I'd assume that we only want :cause and :purpose, but would be happy to add infer-01 if people back it.

Exceptions

Words and phrases such as: except, besides, excluding, but for, otherwise, but What we are currently doing: It looks like most of these get "except-00", with arg2 as the set and arg1 as the excluded smaller set, as in:

Iran currently administers the death penalty more than any other country besides China.
(p2 / penalize-01
      :ARG0 (c3 / country :wiki "Iran" :name (n3 / name :op1 "Iran"))
      :manner (d2 / die-01)
      :time (c2 / current)
      :mod (m2 / more
            :compared-to (c / country
                  :mod (o2 / other)
                  :ARG2-of (e / except-00
                        :ARG1 (c5 / country :wiki "China" :name (n / name :op1 "China"))))))
What to decide:

This seems to very consistently have already been annotated as either :prep-except or except-00. Except-00, furthermore, seems to have the same numbered arguments as include-91, which is very encouraging. I'd propose we just add a semantic role :exception, a reification have-exception-91 ("exclude-91" would also work if people want to link to an existing frame)

Temporal Sequences:

Examples of connectives that relate to this: once, since, when, as soon as, after, before, What we currently do: Temporal meanings for connectives like "once", "since", "before" and "after", all get coded as :time :op1 .
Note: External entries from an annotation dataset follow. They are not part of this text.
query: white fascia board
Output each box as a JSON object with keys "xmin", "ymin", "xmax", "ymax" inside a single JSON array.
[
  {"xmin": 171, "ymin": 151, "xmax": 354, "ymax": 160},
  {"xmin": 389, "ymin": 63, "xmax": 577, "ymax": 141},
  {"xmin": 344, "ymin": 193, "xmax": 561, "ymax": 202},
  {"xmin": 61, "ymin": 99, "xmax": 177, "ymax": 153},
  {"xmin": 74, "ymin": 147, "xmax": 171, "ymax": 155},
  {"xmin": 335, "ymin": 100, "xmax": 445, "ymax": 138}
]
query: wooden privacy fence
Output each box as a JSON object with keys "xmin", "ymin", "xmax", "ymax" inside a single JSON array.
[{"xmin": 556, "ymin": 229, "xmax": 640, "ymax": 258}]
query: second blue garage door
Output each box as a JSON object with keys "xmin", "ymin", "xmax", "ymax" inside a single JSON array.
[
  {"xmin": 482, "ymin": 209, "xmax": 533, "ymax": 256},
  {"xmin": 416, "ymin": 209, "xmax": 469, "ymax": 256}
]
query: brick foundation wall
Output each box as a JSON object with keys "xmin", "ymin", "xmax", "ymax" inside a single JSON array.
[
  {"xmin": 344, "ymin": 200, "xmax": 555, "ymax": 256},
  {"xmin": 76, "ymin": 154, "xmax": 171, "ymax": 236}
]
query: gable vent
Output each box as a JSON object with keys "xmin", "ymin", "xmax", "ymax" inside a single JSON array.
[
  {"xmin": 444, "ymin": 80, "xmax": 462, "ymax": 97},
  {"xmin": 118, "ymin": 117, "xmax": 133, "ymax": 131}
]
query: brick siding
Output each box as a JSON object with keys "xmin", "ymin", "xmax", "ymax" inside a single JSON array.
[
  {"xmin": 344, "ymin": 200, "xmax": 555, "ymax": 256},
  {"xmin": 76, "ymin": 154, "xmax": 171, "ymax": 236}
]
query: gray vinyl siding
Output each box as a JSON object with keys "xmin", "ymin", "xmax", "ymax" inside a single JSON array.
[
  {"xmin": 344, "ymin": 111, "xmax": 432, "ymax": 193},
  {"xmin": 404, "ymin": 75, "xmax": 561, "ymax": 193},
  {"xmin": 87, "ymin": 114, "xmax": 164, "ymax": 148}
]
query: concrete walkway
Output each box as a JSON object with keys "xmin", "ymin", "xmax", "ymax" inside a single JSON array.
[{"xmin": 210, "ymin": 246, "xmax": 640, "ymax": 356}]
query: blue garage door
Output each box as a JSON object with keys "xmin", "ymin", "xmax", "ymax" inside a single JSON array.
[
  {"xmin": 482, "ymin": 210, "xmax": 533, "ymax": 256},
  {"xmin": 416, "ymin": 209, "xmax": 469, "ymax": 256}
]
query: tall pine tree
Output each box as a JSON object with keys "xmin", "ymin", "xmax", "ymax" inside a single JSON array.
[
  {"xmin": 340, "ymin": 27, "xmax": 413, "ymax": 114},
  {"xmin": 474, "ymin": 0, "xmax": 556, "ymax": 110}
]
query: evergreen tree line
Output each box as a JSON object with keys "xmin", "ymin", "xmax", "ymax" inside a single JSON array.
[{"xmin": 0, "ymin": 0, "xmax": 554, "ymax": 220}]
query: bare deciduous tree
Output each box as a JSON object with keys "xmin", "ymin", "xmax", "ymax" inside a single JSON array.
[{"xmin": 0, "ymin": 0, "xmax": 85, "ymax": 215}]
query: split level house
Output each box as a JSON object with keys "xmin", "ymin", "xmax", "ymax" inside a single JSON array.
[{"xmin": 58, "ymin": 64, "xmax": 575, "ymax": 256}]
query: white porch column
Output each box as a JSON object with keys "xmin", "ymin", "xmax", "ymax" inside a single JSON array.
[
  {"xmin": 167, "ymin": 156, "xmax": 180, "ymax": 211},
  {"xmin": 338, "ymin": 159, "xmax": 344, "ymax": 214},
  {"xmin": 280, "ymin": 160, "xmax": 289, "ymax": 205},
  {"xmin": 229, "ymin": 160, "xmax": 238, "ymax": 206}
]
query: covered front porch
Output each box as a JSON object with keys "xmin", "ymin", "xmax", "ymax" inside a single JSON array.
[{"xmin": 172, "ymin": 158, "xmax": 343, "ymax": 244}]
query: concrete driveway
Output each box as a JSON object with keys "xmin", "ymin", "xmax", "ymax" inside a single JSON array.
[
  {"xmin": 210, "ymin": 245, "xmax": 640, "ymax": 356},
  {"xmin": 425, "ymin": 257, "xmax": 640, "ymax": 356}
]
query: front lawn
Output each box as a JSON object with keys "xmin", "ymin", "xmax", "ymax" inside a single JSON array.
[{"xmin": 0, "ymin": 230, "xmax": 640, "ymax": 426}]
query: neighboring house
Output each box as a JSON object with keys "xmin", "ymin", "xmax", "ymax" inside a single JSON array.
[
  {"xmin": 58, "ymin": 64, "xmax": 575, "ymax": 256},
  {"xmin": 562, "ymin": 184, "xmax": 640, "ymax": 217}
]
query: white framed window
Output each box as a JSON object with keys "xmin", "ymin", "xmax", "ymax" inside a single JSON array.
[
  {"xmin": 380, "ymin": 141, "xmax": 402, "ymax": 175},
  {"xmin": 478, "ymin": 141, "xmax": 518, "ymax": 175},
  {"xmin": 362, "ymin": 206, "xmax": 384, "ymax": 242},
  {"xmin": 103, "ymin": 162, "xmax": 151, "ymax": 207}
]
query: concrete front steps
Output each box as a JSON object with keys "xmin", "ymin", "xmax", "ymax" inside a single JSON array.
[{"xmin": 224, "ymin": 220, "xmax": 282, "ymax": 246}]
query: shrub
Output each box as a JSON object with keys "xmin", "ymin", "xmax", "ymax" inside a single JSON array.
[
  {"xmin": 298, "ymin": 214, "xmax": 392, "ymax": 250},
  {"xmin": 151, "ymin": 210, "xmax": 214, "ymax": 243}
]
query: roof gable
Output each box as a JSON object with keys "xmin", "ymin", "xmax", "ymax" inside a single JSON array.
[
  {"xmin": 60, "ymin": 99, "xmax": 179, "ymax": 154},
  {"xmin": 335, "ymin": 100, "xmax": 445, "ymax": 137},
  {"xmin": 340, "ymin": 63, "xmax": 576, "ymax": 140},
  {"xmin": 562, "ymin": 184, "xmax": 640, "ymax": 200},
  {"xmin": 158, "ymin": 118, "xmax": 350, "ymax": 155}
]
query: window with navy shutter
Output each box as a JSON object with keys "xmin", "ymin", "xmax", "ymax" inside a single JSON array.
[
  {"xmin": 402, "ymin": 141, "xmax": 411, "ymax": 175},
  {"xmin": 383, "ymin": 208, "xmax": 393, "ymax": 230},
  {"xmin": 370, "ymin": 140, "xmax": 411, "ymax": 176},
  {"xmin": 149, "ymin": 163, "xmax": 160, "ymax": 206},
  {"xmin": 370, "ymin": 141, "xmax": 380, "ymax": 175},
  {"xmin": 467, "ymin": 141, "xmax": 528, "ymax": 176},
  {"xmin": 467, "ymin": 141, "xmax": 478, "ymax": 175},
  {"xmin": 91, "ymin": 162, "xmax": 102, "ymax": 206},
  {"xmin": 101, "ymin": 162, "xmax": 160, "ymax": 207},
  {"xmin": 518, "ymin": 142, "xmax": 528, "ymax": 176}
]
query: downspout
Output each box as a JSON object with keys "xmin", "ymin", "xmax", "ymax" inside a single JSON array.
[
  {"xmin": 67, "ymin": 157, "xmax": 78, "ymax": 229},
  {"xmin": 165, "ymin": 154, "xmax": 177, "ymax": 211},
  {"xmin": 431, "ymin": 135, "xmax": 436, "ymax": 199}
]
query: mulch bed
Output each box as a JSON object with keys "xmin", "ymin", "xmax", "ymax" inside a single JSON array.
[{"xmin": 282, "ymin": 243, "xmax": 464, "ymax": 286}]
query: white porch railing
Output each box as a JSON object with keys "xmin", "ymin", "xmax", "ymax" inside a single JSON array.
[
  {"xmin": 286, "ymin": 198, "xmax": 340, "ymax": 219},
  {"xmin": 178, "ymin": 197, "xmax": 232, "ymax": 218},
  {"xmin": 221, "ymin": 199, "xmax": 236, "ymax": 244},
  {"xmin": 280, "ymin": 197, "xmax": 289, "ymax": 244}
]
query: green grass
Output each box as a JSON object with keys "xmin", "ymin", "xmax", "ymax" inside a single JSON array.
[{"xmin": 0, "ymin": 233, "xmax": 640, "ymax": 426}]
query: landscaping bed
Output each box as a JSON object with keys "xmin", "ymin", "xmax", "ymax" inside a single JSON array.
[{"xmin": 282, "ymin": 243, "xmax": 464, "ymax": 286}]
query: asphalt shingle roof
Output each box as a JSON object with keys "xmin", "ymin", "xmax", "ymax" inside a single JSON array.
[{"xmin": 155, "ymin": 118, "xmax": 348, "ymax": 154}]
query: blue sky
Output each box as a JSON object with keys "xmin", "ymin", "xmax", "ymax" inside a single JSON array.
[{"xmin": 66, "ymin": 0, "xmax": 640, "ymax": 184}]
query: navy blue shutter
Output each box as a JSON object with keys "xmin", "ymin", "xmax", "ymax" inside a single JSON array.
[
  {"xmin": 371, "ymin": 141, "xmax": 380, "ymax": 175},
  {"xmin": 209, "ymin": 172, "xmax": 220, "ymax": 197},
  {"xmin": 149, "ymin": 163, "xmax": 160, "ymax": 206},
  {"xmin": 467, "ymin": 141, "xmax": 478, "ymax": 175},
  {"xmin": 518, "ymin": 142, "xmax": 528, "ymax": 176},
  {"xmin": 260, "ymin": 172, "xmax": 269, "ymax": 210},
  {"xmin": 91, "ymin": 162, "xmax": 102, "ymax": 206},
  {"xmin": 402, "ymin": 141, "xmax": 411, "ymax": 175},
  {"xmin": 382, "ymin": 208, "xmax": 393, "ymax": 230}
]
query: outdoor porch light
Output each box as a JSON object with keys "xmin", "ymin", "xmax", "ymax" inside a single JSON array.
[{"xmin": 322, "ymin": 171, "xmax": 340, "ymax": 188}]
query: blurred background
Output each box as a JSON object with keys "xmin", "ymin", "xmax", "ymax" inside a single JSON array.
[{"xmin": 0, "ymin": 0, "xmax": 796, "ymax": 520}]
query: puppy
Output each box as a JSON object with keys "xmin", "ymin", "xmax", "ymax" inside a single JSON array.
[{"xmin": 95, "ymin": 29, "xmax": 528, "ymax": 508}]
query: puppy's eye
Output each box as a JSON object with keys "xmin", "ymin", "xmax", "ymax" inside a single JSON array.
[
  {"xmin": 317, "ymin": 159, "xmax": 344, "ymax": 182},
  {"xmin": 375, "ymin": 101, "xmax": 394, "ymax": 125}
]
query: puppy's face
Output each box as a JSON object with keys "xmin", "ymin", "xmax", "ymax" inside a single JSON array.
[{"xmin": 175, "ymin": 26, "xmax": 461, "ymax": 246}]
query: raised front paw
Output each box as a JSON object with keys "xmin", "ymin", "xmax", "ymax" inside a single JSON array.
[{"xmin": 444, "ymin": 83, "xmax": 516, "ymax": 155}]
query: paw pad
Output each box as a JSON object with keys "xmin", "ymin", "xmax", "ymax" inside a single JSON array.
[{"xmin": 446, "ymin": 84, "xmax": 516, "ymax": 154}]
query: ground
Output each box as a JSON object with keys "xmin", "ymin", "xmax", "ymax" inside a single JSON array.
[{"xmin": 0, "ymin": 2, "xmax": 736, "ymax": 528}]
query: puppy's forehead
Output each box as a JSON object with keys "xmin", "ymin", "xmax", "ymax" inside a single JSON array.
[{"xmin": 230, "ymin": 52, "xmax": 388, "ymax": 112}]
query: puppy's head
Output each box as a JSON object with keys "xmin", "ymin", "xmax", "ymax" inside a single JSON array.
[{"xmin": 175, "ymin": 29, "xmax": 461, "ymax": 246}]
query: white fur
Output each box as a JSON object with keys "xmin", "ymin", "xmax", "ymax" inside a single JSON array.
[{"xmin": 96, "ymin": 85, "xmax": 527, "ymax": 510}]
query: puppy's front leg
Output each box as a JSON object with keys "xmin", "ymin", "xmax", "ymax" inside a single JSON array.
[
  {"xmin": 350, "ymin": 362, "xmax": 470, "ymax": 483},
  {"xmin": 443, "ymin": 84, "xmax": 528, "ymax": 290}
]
Traffic has more than doubled in one section of Huguenot Trail since 288 opened , reports Will Jones .
(r2 / report-01
      :ARG0 (p / person :wiki -
            :name (w / name :op1 "Will" :op2 "Jones"))
      :ARG1 (d / double-01
            :ARG1 (t / traffic
                  :location (s / section :quant 1
                        :part-of (r / road :wiki -
                              :name (h / name :op1 "Huguenot" :op2 "Trail"))))
            :time (s2 / since
                  :op1 (o / open-01
                        :ARG1 (r3 / road :wiki "Virginia_State_Route_288"
                              :name (x / name :op1 288))))
            :mod (m / more-than)))
What to decide:

I think any meaningful treatment of time should be for another day. My question is whether it's ok to stick with "time :since" and ":time once", or whether we want to convert these simple predicates into ":time before" and ":time after", or even changed to something really AMR-an like "be-in-temporal-sequence-91".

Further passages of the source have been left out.